Implementation of time series analysis in real life

1. Demand Forecasting

• Retailers like Walmart and Amazon use TSA to predict future demand for products, especially during peak seasons like Black Friday or holiday sales. This helps in inventory management, reducing stockouts or excess inventory. 

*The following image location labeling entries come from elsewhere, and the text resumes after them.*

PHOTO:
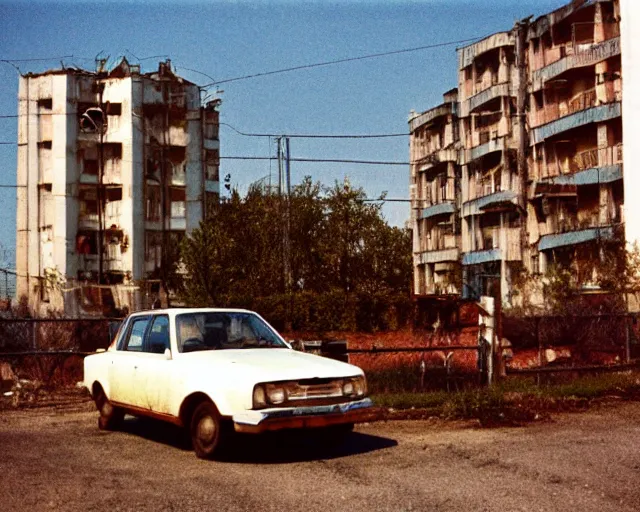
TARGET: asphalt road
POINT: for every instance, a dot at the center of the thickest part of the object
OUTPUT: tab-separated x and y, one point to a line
53	460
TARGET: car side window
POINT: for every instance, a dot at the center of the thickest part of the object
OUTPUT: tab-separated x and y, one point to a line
158	338
136	334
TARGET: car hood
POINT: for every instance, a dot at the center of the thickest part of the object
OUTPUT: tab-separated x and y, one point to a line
269	364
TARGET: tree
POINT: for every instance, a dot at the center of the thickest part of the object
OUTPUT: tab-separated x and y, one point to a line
208	256
343	256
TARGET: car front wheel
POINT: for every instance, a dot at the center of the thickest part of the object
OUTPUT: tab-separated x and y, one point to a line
208	432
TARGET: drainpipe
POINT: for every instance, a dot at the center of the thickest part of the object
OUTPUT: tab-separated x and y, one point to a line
522	28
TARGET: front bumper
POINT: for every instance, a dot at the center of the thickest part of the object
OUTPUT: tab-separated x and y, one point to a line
255	422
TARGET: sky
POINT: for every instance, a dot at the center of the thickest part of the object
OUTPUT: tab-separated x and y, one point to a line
221	40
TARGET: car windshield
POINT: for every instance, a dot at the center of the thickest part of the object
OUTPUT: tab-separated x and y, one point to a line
223	330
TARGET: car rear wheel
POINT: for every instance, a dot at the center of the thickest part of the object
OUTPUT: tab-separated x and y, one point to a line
209	434
110	415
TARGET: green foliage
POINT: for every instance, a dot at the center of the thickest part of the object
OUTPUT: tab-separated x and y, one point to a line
515	399
348	268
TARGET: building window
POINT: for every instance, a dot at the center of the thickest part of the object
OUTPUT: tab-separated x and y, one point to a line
213	165
153	247
154	202
535	264
88	199
178	202
212	124
87	242
45	104
212	200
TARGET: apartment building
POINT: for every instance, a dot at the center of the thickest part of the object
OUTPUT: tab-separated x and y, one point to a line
435	175
575	134
540	151
491	217
114	167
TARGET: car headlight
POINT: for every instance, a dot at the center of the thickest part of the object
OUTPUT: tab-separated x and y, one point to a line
259	397
276	394
348	388
356	387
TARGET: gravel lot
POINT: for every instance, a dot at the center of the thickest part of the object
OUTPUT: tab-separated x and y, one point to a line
58	460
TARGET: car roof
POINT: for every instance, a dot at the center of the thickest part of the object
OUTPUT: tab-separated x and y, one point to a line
178	311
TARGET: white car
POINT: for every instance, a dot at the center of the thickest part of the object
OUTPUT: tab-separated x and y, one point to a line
216	371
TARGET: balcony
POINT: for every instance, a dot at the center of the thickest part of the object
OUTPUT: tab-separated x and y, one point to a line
474	102
580	113
567	57
437	240
88	221
479	257
569	238
584	163
487	147
556	110
178	136
178	176
431	115
445	208
502	198
436	157
450	254
499	244
467	54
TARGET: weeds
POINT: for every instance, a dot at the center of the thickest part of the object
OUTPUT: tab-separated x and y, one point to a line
515	401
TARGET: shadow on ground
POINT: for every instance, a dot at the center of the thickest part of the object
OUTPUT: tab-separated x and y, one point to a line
270	448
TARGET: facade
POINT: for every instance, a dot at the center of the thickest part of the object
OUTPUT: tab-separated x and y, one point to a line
540	152
114	167
435	177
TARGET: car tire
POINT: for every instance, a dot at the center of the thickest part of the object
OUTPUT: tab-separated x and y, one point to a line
209	434
110	415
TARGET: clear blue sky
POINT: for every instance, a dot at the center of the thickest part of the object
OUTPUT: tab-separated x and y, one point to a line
236	38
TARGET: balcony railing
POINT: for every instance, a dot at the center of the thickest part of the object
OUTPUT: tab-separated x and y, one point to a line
438	241
556	110
485	81
588	159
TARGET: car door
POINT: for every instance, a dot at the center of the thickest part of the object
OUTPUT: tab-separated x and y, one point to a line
126	359
152	372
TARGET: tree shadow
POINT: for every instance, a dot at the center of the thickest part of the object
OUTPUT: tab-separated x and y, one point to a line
285	446
156	431
281	447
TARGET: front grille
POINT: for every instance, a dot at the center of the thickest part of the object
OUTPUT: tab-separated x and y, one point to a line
298	391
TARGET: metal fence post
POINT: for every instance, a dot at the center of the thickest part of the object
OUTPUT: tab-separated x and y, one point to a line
34	335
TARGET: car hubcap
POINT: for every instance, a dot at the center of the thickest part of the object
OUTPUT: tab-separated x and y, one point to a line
206	429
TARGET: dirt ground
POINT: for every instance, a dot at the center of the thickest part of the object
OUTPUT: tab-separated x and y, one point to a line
57	459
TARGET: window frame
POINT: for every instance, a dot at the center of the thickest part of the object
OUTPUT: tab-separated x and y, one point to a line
124	345
146	346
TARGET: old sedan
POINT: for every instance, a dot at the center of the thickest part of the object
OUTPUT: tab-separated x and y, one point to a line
216	371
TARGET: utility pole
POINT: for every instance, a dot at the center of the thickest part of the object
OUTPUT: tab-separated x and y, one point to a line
100	194
284	182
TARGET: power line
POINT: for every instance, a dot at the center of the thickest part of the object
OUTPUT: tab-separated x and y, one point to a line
339	61
316	136
316	160
40	59
245	134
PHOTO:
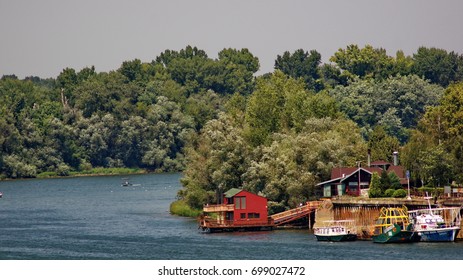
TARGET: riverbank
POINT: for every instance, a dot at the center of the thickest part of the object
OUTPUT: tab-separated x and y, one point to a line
98	171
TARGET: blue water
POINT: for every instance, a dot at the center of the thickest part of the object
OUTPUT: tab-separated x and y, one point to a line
96	218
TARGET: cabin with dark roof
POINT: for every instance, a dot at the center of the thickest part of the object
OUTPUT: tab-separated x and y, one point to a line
355	181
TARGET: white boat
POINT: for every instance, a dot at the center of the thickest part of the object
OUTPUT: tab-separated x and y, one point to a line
336	230
436	224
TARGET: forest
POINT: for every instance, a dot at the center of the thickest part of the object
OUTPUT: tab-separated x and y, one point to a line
277	134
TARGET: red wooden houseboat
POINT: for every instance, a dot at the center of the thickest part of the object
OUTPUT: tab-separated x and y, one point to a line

2. Demand Forecasting for Power Supply

                                                    

• Power companies like National Grid use TSA to predict energy demand across different times and seasons, allowing for efficient generation and distribution planning.

3. Healthcare and Pharmaceuticals

• Pharmaceutical companies predict the demand for drugs based on TSA, especially during seasonal illnesses, to manage inventory and avoid shortages.